Osman Kavala'nın hukuk mücadelesi, Avrupa İnsan Hakları Mahkemesi'nin ikinci başvurusunu öncelikli olarak incelemeye alma kararıyla yeni bir döneme girdi. Kavala'nın tutukluluğu, uluslararası kamuoyunun ve insan hakları savunucularının dikkatini çeken bir konu olmaya devam ederken, AİHM'in aldığı bu karar, insan hakları ihlalleri konusundaki hesap verebilirliği ve adaleti sağlama iradesini bir kez daha sınayacak...
AİHM Osman Kavala kararı
Sivil toplum ve insan hakları aktivisti Osman Kavala, Avrupa İnsan Hakları Mahkemesi'ne (AİHM) ikinci kez başvurdu ve mahkeme, bu başvuruyu öncelikli olarak incelemeye karar verdi. Bu karar, Türkiye'nin Kavala'nın hakları konusundaki yükümlülüklerinin hala süregeldiğini ve AİHM'in 2019'da verdiği kararın ardından yeni hak ihlallerini ele alacağını gösteriyor.

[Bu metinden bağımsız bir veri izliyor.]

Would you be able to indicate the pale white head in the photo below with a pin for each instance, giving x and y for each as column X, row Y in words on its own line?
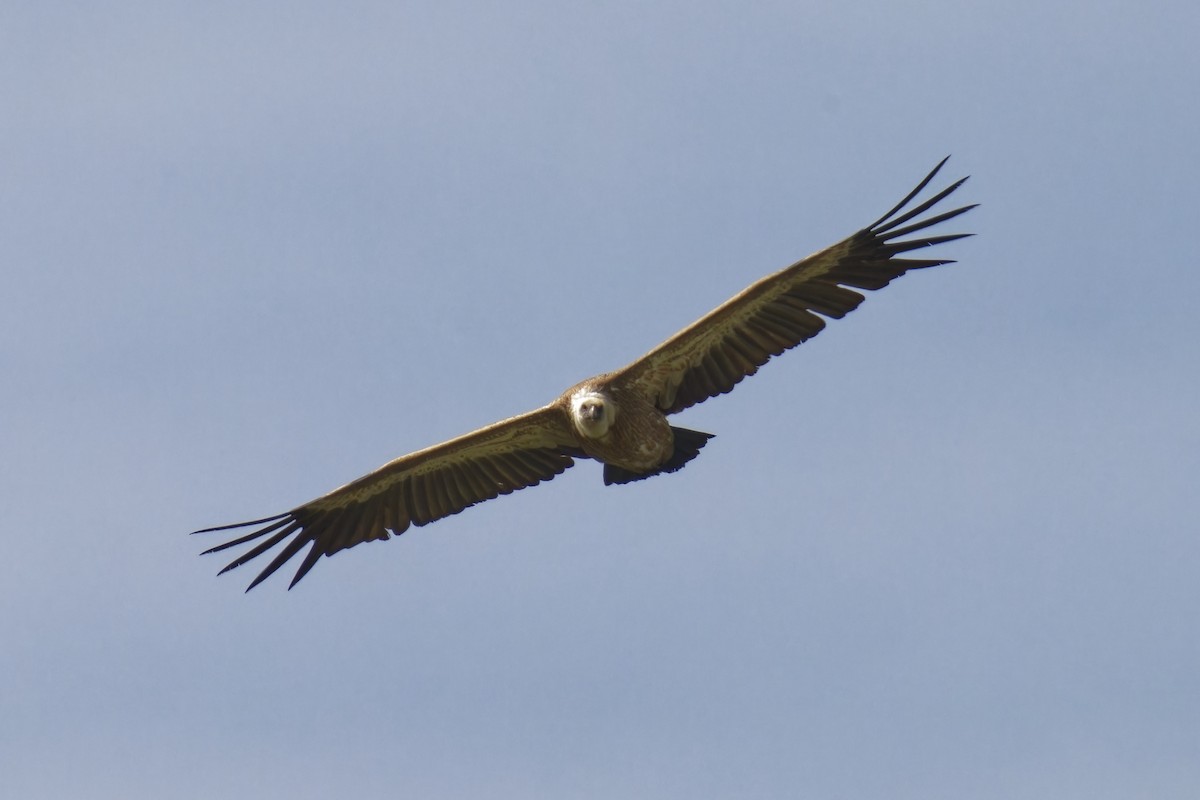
column 593, row 413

AİHM, 10 Aralık 2019'da Osman Kavala'nın 'derhal serbest bırakılması' yönünde bir karar almıştı. Ancak Kavala'nın hala tutuklu olması ve bu kararın uygulanmaması uluslararası kamuoyunun ve insan hakları savunucularının tepkisini çekmişti. Son olarak Avrupa Konseyi Parlamenterler Meclisi (AKPM), Kavala'nın Ocak 2024'e kadar serbest bırakılmaması halinde Türkiye delegasyonunun oy hakkının ortadan kaldırılmasını öngören bir kararı kabul etmişti.
AİHM'in ikinci başvuruyu öncelikli olarak inceleme kararı, Türk Hükümeti'nden cevaplamasını istediği soruları açıkladığına işaret ediyor. Mahkeme, 18 Ocak 2024'te yapılan başvuruyu Türk Hükümeti'ne iletmiş ve savunma yapması için 16 Temmuz 2024 tarihine kadar süre vermiştir.

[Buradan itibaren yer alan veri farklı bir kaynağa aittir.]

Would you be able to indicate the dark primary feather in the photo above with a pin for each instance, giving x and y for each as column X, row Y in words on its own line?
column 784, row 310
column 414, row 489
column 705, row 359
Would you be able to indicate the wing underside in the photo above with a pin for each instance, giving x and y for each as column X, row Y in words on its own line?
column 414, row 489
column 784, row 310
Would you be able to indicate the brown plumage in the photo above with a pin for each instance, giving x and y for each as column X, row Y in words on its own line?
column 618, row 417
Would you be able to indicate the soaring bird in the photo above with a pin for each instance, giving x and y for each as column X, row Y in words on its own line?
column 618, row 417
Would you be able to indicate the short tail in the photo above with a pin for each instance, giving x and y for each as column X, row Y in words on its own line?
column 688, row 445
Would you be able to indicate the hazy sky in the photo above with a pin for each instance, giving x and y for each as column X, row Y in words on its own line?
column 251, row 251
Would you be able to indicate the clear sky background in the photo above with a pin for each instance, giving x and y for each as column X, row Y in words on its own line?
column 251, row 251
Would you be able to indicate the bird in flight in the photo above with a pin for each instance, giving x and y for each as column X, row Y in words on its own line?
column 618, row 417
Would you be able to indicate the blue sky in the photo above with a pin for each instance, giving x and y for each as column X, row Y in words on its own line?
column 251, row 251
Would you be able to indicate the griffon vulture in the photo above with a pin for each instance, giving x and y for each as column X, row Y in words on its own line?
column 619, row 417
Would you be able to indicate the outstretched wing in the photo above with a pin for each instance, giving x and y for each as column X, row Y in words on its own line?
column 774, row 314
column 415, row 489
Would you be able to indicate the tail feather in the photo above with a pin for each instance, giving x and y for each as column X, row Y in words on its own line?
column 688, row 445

Konuyla ilgili olarak Profesör Başak Çalı, Profesör Philip Leach ve Kavala'nın avukatları tarafından yapılan açıklamada, Avrupa Konseyi Bakanlar Komitesi'nin Kavala'nın derhal serbest bırakılmasını gerektiren kararların uygulanmasını denetlemeye devam ettiği ve Türkiye'nin bu kararlara uymakla yükümlü olduğu vurgulanmıştır. Ayrıca, yeni başvurunun AİHM'in 2019'daki ihlal kararından beri devam eden ve yeni hak ihlallerini dile getirdiği belirtilmiştir.
Osman Kavala'nın durumu uluslararası arenada geniş yankı uyandırmaya devam ediyor. AİHM'in bu öncelikli inceleme kararı, insan hakları savunucuları ve uluslararası toplumun dikkatini bir kez daha Türkiye'nin insan hakları alanındaki taahhütlerine çekmektedir.